AMD Earnings Miss Expectations, China Shipments Delay Causes 5% Share Slump
Advanced Micro Devices (AMD) experienced a significant dip in its share price by over 5%, following the release of earnings that fell short of analyst expectations and uncertainty surrounding the resumption of shipments to China.
The technology company, headquartered in Santa Clara, California, reported adjusted earnings of 48 cents per share, compared to the anticipated 49 cents per share by analysts surveyed by LSEG.
During a call with analysts, CEO Lisa Su acknowledged the impact of U.S. restrictions on artificial intelligence chips. She stated, “AI business revenue declined year over year as U.S. export restrictions effectively eliminated MI308 sales to China, and we began transitioning to our next generation.”

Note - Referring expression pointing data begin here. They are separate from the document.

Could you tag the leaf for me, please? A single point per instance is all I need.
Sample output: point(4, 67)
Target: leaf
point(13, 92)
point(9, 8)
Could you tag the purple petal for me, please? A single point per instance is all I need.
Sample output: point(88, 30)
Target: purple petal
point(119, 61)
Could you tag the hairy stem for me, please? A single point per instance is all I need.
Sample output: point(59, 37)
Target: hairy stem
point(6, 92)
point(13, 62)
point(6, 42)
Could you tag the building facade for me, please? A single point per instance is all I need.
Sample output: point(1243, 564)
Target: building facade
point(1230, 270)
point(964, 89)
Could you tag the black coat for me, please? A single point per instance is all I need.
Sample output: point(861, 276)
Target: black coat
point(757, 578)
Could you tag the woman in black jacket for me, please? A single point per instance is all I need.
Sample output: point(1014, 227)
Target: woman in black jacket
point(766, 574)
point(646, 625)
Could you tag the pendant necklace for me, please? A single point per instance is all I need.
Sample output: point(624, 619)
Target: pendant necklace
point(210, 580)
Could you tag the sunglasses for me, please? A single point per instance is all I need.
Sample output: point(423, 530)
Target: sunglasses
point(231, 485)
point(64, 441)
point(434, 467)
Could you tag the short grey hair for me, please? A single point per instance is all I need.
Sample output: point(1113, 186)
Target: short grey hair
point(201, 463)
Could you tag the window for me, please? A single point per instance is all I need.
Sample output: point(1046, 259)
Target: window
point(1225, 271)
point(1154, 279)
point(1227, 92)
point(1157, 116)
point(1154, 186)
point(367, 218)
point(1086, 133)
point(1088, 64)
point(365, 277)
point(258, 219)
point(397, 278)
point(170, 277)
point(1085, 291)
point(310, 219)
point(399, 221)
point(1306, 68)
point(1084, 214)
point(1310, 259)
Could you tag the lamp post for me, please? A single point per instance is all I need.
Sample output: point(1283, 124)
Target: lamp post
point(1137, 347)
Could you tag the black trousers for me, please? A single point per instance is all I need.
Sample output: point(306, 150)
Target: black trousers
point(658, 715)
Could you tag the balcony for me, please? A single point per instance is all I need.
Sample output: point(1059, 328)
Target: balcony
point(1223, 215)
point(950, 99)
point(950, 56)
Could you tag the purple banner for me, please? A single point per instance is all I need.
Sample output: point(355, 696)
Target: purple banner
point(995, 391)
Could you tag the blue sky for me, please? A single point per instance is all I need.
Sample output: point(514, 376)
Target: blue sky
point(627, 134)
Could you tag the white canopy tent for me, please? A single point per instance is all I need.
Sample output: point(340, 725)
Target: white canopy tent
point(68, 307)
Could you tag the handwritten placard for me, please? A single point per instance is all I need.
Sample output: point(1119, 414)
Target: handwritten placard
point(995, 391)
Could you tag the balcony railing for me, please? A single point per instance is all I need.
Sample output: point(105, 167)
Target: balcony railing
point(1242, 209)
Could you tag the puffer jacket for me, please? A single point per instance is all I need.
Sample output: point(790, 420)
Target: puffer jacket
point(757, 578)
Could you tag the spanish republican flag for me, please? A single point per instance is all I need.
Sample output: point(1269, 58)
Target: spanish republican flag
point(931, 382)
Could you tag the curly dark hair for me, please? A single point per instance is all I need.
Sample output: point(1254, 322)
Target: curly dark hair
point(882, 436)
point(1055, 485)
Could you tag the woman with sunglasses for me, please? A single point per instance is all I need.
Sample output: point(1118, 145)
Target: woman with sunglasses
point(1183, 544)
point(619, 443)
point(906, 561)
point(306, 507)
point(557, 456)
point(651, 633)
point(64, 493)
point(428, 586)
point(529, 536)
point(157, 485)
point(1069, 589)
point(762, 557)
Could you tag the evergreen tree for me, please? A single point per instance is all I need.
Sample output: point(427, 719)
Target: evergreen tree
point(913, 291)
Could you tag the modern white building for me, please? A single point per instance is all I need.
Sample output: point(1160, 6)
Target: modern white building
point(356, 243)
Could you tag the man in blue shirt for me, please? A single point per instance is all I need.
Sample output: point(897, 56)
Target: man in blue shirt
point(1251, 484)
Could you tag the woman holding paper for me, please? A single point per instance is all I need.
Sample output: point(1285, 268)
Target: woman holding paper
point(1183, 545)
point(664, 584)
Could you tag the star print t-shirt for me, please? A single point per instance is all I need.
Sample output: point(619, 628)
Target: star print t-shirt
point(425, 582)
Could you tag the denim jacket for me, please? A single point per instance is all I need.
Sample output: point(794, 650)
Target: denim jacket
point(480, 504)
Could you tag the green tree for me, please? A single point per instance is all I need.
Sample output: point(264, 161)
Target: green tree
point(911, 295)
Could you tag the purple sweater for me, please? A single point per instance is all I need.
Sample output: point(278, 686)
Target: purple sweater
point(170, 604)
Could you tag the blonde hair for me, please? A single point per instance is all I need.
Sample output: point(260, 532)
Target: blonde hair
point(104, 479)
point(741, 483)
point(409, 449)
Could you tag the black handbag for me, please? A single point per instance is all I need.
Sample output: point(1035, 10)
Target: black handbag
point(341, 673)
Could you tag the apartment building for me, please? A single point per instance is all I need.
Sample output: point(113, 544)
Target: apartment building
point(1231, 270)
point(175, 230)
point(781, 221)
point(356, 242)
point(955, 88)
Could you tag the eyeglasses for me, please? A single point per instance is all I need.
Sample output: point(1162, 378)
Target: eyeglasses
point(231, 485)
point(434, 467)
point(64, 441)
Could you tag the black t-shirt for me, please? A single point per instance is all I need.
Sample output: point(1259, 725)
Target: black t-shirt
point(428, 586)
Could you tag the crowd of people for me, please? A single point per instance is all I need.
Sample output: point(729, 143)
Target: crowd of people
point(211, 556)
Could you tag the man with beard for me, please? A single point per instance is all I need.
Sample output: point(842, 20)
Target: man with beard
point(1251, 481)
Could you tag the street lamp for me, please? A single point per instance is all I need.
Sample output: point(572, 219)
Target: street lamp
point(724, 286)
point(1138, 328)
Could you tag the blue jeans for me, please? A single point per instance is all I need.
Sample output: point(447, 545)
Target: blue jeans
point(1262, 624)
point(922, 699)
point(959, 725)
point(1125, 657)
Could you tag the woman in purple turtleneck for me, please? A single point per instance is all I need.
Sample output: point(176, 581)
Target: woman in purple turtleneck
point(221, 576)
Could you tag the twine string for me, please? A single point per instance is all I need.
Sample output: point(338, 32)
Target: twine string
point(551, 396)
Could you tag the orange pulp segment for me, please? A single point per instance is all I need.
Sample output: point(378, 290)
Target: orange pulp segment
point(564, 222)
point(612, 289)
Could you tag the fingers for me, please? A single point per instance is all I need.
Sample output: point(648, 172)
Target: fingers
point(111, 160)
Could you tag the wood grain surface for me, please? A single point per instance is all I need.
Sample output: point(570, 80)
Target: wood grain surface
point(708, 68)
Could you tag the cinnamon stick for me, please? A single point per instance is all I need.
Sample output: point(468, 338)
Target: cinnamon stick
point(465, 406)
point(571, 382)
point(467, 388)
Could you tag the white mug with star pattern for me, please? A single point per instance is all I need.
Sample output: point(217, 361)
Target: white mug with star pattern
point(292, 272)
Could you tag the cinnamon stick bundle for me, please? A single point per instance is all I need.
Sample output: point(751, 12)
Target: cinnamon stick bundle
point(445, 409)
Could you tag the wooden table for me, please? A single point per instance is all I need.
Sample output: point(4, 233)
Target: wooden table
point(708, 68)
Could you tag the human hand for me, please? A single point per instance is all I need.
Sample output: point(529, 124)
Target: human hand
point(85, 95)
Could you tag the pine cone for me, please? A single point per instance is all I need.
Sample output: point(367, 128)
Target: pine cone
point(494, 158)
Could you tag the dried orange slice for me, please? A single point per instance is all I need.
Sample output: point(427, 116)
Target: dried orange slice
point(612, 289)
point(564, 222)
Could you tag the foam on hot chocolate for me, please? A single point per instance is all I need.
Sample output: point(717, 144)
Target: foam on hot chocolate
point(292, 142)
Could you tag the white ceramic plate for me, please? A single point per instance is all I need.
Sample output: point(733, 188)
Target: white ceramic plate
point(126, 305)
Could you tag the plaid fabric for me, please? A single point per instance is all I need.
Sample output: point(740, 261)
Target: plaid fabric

For the current quarter, AMD forecasted revenues between $8.7 billion and $8.1 billion. This figure surpasses the $8.3 billion anticipated by analysts. However, it’s important to note that this projection does not include potential revenue from the MI308 AI chip designed for the Chinese market, which has been affected by chip restrictions.
Su mentioned during an interview with CNBC’s “Squawk on the Street” that AMD has been working closely with the U.S. administration regarding the necessary licenses for shipping chips to China. Despite this collaboration, AMD opted for a cautious approach in its forecasting. Su expressed confidence in the company’s strong portfolio and the substantial potential of the Chinese market, estimating it to be over 500 billion dollars over the coming years.
Earlier in the year, AMD had announced a projected $800 million loss during the second quarter due to chip restrictions. The company later stated in July that it expects to restart those shipments, as the Department of Commerce prepares to resume application review.
Analysts have expressed concerns over the timeline for these shipments’ resumption. Morgan Stanley analysts described the timing as “vague,” adding that the company requires a “near-term upside in GPU” to maintain its premium position. Bernstein analysts noted potential risks associated with pull-forward and inventory, along with rising operating expenses, which they believe may limit earnings leverage.
Investors also expressed concerns about AMD’s datacenter business, which grew 14% to $3.2 billion in the reported quarter, encompassing central processors and graphics processing units. Goldman Sachs analysts voiced reservations over AMD’s ability to achieve significant scale in Datacenter GPUs long-term, citing potential obstacles to operating leverage due to substantial operational expenses required to support software and systems efforts tied to datacenters.
Su stated during the call that the company is anticipating an “inflection point” for compute in the third quarter, with strong forecasts from key customers. She emphasized that the data center business is a major growth driver for AMD.